Bulk executor - Azure Glossary

Microsoft Learn

Bulk executor is the Azure Cosmos DB capability or library pattern for sending many create, update, patch, delete, or import operations efficiently instead of processing documents one at a time. Microsoft Learn places it in Azure Cosmos DB bulk executor library overview; operators confirm scope, configuration, dependencies, and production impact.

Microsoft Learn: Azure Cosmos DB bulk executor library overview2026-05-12

Technical context

Technically, bulk executor refers to Cosmos DB bulk operation support in SDKs and older bulk executor libraries. The mechanism groups many operations, uses partition key ranges, handles retries, and adapts concurrency so provisioned RU/s are used efficiently while throttling is respected. Supported behavior depends on API, SDK version, account type, operation, partitioning, and consistency settings. Operators inspect RU consumption, 429 responses, latency, item counts, partition distribution, client logs, and job checkpoints. Modern SDK bulk support is usually preferred over legacy library versions.

Why it matters

Bulk executor matters because large Cosmos DB data changes can either complete predictably or create expensive production pain. Without a bulk pattern, migration teams may run slow serial loops, underuse purchased throughput, overload a few logical partitions, or fail after partial writes without checkpoints. A well-designed bulk executor job can load terabytes, repair documents, or reprocess customer data while respecting RU limits and service health. It also gives operators evidence: operation counts, retries, throughput, failed items, and restart position. The business value is faster migration, shorter maintenance windows, less manual cleanup, and more confidence in data platform changes. That evidence keeps accountability clear.

Where you see it

Signals, screens, and Azure surfaces where this term usually becomes operational.

Signal 01

In Cosmos DB migration tools and SDK code, bulk executor appears as bulk operation configuration, concurrency settings, item batches, and partition-aware write loops. for governance and incident response.

Signal 02

In Azure Monitor metrics, bulk executor evidence appears as high RU consumption, 429 throttling, write latency, request counts, and partition hot spots. for governance and incident response.

Signal 03

In runbooks and job logs, it appears through processed counts, failed item reports, checkpoints, retry summaries, elapsed time, and target container details. for governance and incident response.

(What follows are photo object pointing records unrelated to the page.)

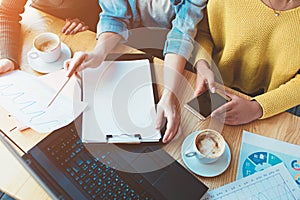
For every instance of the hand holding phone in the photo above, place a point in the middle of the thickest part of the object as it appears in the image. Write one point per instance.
(204, 104)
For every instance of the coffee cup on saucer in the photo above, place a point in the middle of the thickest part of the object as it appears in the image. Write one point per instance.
(207, 146)
(46, 46)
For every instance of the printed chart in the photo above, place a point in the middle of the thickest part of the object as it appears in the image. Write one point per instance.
(274, 183)
(259, 152)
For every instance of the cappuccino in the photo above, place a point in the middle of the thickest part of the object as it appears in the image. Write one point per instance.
(210, 145)
(47, 46)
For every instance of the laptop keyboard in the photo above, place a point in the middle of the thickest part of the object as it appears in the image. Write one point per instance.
(98, 180)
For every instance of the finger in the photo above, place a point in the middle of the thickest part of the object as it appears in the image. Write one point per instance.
(71, 27)
(172, 126)
(159, 117)
(84, 28)
(221, 110)
(210, 81)
(200, 86)
(76, 62)
(68, 23)
(77, 29)
(67, 64)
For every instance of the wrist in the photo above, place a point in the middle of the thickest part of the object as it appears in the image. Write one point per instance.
(167, 95)
(202, 63)
(256, 107)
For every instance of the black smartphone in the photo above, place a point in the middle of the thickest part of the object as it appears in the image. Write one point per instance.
(204, 104)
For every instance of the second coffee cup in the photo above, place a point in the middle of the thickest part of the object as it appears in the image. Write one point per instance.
(208, 146)
(47, 47)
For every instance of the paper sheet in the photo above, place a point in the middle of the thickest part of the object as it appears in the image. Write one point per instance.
(273, 183)
(259, 152)
(26, 98)
(121, 102)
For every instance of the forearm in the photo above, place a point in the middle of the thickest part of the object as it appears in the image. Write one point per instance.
(280, 99)
(10, 27)
(106, 42)
(180, 39)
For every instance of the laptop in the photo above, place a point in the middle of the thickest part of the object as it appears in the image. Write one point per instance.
(67, 170)
(70, 169)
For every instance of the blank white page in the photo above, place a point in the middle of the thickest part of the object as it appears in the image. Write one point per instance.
(120, 102)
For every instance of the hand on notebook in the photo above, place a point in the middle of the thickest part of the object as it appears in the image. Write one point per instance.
(167, 107)
(6, 65)
(82, 60)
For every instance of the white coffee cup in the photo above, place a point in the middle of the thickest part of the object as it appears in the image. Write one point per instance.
(47, 47)
(207, 146)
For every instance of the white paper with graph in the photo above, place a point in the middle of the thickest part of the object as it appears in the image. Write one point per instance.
(26, 98)
(121, 105)
(273, 183)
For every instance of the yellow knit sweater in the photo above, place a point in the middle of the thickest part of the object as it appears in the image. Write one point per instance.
(254, 50)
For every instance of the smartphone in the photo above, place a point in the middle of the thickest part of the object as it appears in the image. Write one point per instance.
(204, 104)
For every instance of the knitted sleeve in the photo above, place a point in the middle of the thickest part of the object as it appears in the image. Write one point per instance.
(280, 99)
(10, 11)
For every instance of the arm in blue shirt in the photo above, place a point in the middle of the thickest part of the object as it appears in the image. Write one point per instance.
(120, 15)
(180, 39)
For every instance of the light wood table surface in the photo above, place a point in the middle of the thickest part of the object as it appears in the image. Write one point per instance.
(18, 183)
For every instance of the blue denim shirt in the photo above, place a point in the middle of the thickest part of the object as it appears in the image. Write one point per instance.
(119, 16)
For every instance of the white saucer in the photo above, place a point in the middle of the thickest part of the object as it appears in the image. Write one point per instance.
(40, 66)
(206, 170)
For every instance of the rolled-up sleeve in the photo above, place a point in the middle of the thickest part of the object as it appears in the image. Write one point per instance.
(180, 39)
(115, 17)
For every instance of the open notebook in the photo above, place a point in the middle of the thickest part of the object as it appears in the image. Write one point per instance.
(121, 103)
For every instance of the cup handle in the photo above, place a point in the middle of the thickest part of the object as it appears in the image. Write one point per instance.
(33, 54)
(190, 154)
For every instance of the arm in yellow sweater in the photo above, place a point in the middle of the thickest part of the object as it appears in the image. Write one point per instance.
(280, 99)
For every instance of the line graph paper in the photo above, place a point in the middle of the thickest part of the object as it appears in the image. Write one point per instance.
(274, 183)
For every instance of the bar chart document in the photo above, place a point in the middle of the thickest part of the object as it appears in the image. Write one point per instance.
(273, 183)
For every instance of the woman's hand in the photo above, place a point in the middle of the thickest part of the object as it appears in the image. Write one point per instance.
(6, 65)
(238, 111)
(205, 78)
(74, 26)
(167, 107)
(82, 60)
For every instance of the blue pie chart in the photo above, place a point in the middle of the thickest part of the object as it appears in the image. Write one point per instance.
(259, 161)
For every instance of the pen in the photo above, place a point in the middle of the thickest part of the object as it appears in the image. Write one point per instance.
(70, 74)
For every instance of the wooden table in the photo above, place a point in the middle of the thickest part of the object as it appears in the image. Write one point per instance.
(17, 182)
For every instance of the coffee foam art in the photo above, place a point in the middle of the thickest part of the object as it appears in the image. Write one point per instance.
(210, 145)
(47, 46)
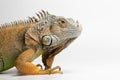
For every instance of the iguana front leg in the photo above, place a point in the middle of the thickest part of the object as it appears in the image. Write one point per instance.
(24, 65)
(48, 58)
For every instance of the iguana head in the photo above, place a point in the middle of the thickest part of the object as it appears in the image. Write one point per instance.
(55, 31)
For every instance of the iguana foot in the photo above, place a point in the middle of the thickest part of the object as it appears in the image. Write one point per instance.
(55, 70)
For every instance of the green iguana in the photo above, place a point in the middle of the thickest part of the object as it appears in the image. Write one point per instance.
(23, 41)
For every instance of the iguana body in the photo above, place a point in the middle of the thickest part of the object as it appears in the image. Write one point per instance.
(21, 42)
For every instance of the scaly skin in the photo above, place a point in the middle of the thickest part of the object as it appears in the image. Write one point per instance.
(22, 42)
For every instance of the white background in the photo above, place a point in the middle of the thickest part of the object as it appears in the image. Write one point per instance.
(95, 55)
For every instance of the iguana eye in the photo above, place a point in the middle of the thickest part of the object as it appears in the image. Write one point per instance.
(46, 40)
(62, 23)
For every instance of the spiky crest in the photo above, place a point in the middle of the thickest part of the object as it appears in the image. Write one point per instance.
(31, 20)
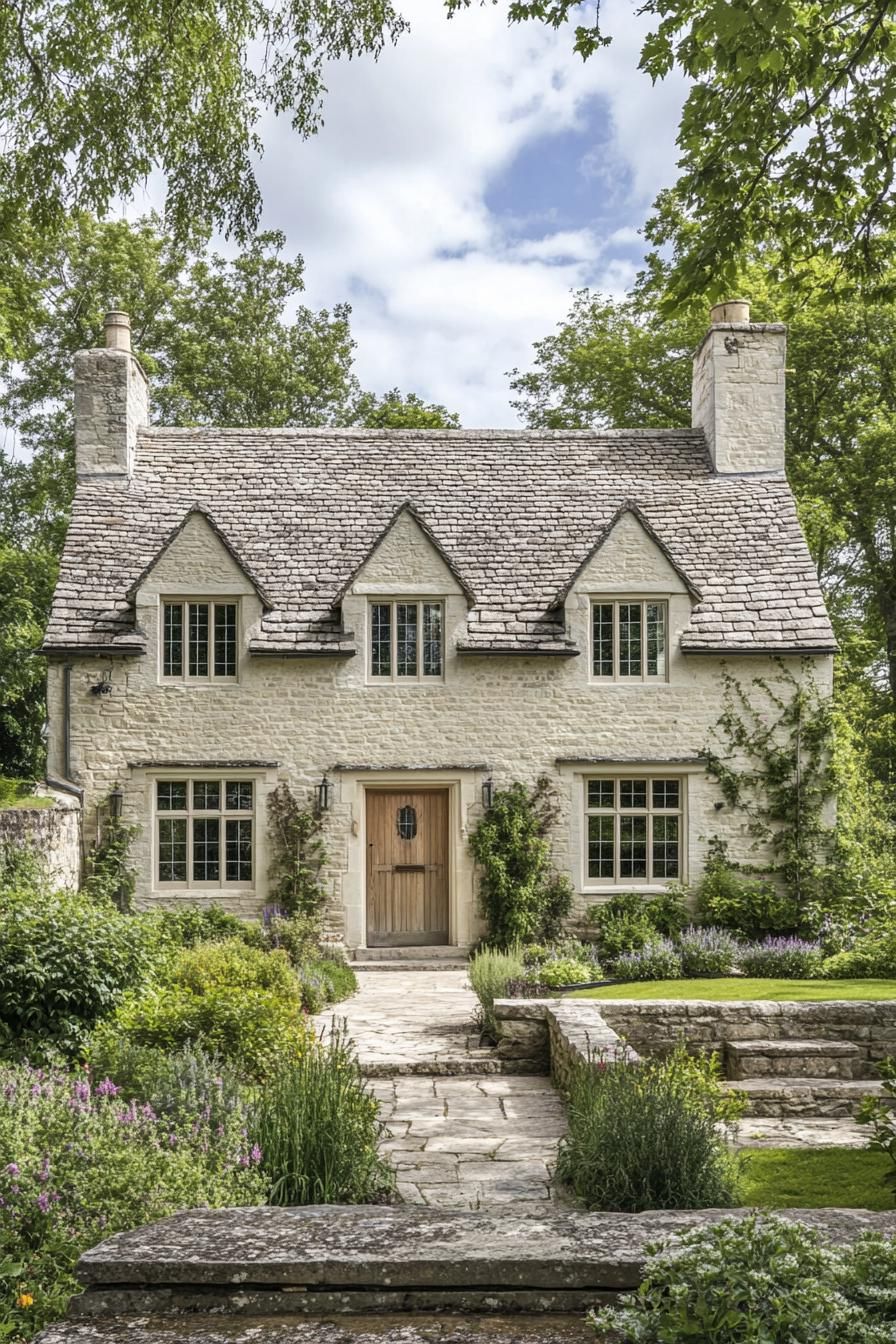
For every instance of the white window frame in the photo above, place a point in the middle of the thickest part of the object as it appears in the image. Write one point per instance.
(184, 676)
(617, 882)
(615, 601)
(190, 813)
(394, 602)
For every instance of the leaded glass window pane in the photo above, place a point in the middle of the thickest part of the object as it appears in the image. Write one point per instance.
(172, 848)
(206, 794)
(431, 639)
(602, 793)
(239, 794)
(633, 847)
(629, 639)
(601, 847)
(406, 639)
(656, 628)
(666, 793)
(380, 639)
(172, 639)
(198, 647)
(171, 794)
(665, 847)
(239, 850)
(633, 793)
(225, 639)
(602, 639)
(206, 850)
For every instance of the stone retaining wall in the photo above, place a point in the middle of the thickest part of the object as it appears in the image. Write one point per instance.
(654, 1026)
(54, 833)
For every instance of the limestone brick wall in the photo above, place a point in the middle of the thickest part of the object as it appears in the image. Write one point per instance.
(738, 395)
(112, 403)
(54, 833)
(509, 718)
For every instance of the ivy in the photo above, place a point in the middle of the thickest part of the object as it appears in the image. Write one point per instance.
(523, 898)
(298, 855)
(774, 764)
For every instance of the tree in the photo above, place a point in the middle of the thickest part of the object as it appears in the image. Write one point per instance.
(625, 363)
(786, 136)
(225, 343)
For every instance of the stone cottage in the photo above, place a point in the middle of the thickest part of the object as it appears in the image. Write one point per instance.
(402, 621)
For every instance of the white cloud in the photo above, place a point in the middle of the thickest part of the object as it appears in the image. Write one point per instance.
(388, 203)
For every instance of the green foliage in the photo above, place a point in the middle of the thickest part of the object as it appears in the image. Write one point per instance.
(881, 1118)
(225, 999)
(317, 1128)
(521, 897)
(65, 962)
(748, 906)
(644, 1135)
(658, 958)
(748, 1281)
(492, 969)
(77, 1165)
(89, 118)
(298, 855)
(782, 958)
(707, 952)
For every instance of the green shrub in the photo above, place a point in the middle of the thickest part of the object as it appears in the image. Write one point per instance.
(226, 999)
(644, 1135)
(657, 960)
(65, 962)
(750, 907)
(77, 1165)
(782, 958)
(707, 952)
(490, 973)
(521, 897)
(750, 1281)
(317, 1128)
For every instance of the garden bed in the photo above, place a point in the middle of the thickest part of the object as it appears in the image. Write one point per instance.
(744, 988)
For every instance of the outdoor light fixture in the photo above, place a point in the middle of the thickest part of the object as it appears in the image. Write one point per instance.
(324, 790)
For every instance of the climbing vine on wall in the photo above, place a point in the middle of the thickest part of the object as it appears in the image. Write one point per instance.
(771, 757)
(298, 855)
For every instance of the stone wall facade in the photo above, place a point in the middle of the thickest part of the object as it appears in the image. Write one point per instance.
(54, 833)
(490, 717)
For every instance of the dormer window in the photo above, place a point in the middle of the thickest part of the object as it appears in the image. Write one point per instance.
(199, 640)
(629, 640)
(406, 641)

When this becomes relevant

Specific situations where this term helps solve real Azure design, operations, migration, security, reliability, cost, or governance problems.

Check Cosmos DB account, database, and container throughput before a bulk job.
Capture RU, throttling, and latency evidence while the job is running.
Verify item counts and failed-operation reports after migration or repair.

Real-world case studies

Different enterprise-style examples that show the term being used to hit measurable objectives.

Case study 01

Bulk executor for loyalty data migration

Scenario, objectives, solution, measured impact, and takeaway.

Scenario

Northstar Rewards, a travel loyalty provider, needed to migrate 450 million customer activity records into Azure Cosmos DB for NoSQL before a new mobile app launch.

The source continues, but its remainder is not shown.